Ему совершенно не хотелось вызвать у Мэдхен жалость. Жалость Бруно к самому себе уже разрослась горой, так что он едва мог заглянуть за ее вершину. Презрительная ирония Тиры или даже Столарски могла бы взбодрить его куда сильнее. Но в этом была и слабость Бруно. Он всегда находил удовольствие в том, чтобы вызывать презрение у врагов. Одно дело, когда он учтиво обчищал их в клубах или в гостиных у них дома, а затем впивался, как нож в масло, в их богатства. Но теперь, когда сам Бруно был загнан в угол, превратившись в живца с изуродованным лицом, он не мог снести уничижения. Тира и Столарски вознамерились уничтожить его. Он схватил Мэдхен за руку.
– Нам нужно бежать отсюда.
– Откуда? Из Menschenpark?[63]
– Да, и из Беркли тоже.
Маска скрывала охватившую Бруно панику, не позволяя Мэдхен прочитать его мысли. И та терпеливо ждала – как преданный сенбернар. Бруно теперь мог воспользоваться благами того упорного терпения, которое вынудило молоденькую католичку из Констанца увязнуть в запоздалой девственности. Он не нуждался в ее жалости, вовсе нет, но безграничная вера Мэдхен в него была как бриллиант, найденный в мусорной куче.
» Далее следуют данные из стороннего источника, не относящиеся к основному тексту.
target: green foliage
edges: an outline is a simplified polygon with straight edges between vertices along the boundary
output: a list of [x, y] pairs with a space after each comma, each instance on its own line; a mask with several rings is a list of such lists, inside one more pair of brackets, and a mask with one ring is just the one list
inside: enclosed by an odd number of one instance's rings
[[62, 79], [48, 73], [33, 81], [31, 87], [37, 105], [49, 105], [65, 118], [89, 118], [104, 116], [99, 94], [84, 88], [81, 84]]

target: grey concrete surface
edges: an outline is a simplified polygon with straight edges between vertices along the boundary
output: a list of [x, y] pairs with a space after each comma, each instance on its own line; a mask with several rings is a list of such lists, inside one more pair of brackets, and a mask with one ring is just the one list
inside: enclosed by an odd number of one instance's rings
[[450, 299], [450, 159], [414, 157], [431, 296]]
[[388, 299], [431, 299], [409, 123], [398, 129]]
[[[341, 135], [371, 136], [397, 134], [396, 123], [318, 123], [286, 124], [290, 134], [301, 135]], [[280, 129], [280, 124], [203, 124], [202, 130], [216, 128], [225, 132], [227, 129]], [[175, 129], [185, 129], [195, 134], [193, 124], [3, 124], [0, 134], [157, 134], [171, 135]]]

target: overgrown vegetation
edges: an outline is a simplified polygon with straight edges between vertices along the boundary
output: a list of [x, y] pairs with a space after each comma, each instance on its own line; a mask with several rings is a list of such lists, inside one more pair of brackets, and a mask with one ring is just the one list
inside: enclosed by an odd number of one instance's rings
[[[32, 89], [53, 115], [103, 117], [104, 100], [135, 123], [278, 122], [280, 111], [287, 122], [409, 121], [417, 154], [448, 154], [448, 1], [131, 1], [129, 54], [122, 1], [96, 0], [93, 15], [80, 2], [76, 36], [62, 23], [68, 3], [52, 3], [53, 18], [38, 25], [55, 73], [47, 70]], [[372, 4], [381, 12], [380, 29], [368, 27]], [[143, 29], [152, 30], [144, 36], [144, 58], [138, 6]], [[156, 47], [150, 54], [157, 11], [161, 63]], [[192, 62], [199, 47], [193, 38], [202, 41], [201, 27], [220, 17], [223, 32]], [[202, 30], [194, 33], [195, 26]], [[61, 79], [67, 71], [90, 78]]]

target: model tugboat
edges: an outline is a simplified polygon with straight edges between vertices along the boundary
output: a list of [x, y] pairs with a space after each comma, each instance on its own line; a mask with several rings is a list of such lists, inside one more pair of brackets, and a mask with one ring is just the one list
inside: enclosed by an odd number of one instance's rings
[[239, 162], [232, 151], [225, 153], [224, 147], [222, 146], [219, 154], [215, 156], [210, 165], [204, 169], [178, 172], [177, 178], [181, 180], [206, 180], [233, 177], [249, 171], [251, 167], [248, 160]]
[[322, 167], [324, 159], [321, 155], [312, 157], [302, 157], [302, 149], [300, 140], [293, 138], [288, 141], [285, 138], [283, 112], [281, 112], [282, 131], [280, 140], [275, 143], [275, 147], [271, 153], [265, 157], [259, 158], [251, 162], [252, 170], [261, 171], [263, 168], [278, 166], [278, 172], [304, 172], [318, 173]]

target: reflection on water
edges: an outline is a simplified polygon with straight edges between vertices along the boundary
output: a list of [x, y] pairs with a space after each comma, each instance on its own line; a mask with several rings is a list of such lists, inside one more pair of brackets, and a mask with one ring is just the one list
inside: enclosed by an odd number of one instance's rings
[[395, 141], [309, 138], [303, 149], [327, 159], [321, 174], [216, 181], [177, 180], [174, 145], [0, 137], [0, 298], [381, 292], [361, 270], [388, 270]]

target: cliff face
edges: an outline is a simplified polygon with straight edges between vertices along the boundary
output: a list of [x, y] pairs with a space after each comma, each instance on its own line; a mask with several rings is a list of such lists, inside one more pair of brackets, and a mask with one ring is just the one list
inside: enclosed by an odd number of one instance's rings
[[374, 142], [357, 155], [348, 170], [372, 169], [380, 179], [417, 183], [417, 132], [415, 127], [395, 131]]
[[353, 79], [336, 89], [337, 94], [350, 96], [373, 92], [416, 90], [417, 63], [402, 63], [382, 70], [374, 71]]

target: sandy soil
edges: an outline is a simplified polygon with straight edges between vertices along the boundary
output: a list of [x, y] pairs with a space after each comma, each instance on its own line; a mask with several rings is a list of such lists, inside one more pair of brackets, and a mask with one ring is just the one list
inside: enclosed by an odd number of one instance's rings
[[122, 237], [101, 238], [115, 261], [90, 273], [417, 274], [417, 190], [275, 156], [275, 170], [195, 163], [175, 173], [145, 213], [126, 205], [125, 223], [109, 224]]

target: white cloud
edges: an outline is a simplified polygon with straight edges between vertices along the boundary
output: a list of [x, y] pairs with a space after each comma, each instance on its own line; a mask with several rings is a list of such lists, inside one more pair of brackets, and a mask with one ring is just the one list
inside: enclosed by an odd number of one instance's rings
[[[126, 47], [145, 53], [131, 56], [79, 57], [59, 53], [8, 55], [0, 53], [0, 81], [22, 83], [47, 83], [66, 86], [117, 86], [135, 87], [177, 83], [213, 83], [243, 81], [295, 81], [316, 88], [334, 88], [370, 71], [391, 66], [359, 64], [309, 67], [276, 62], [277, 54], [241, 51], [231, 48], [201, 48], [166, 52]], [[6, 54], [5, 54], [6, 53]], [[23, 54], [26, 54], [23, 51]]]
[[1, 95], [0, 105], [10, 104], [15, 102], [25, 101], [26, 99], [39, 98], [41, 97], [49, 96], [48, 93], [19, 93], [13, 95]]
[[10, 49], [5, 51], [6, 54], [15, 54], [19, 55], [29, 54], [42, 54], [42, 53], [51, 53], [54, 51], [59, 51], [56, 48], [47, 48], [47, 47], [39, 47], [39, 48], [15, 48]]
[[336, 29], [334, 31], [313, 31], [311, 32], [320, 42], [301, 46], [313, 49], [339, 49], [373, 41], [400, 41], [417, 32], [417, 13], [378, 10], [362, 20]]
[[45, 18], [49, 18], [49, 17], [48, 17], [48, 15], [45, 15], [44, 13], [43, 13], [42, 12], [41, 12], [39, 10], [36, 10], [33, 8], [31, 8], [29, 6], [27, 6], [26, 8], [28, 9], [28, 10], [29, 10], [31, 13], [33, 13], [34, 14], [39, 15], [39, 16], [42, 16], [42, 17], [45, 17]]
– Не пойми меня неправильно, – продолжал он, – я рад, что ты приехала, проделав такой долгий путь. Ты нужна мне здесь. Но теперь ты должна помочь мне сбежать.
– Конечно, я это сделаю, Александер.
– Купим машину. – Он услыхал, как беспомощно цепляется за смутные образы легенд о Диком Западе, словно возомнив себя персонажем приключенческого боевика. Машина была символом бегства на Запад, но ничего западнее этого города на континенте не было. Может быть, стоит податься в Биг-Сур, но фантазии Джека Керуака, наверное, уже устарели, их затмили описанные Тирой горячие ванны в скалах Эсалена. Или отправиться в национальный парк Джошуа Три в Седоне. Немцы обожают пустыни и каньоны, Америку марсианских ландшафтов.
– Мне только надо заработать… выиграть для нас немного денег, и мы уедем.
– Хорошо. – Мэдхен улыбнулась и тронула его руку. – Александер, когда ты рассказал мне по телефону о человеке, который встретил женщину на пароме в Кладов, я поняла, что ты мой друг, ja? И что тебе нужно найти выход. Твой голос звучал так, как будто ты был в тюрьме или в туннеле. Но, возможно, тюрьма внутри? Прости, внутри… твоего черепа? Не могу найти слова лучше. – И Мэдхен снова применила свой магический жест: она потянулась рукой к его лицу, но не дотронулась до маски. А потом воздела руку вверх, словно рисуя в воздухе пейзаж, в котором они сидели на скамейке в тени помертвевших, опавших деревьев, а вокруг них простирался парк с извилистыми тропинками, и припаркованные автомобили, казалось, стояли тут на вечном приколе.
– Может быть, внутри, а не снаружи?
– Может быть, и там, и там, – ответил он.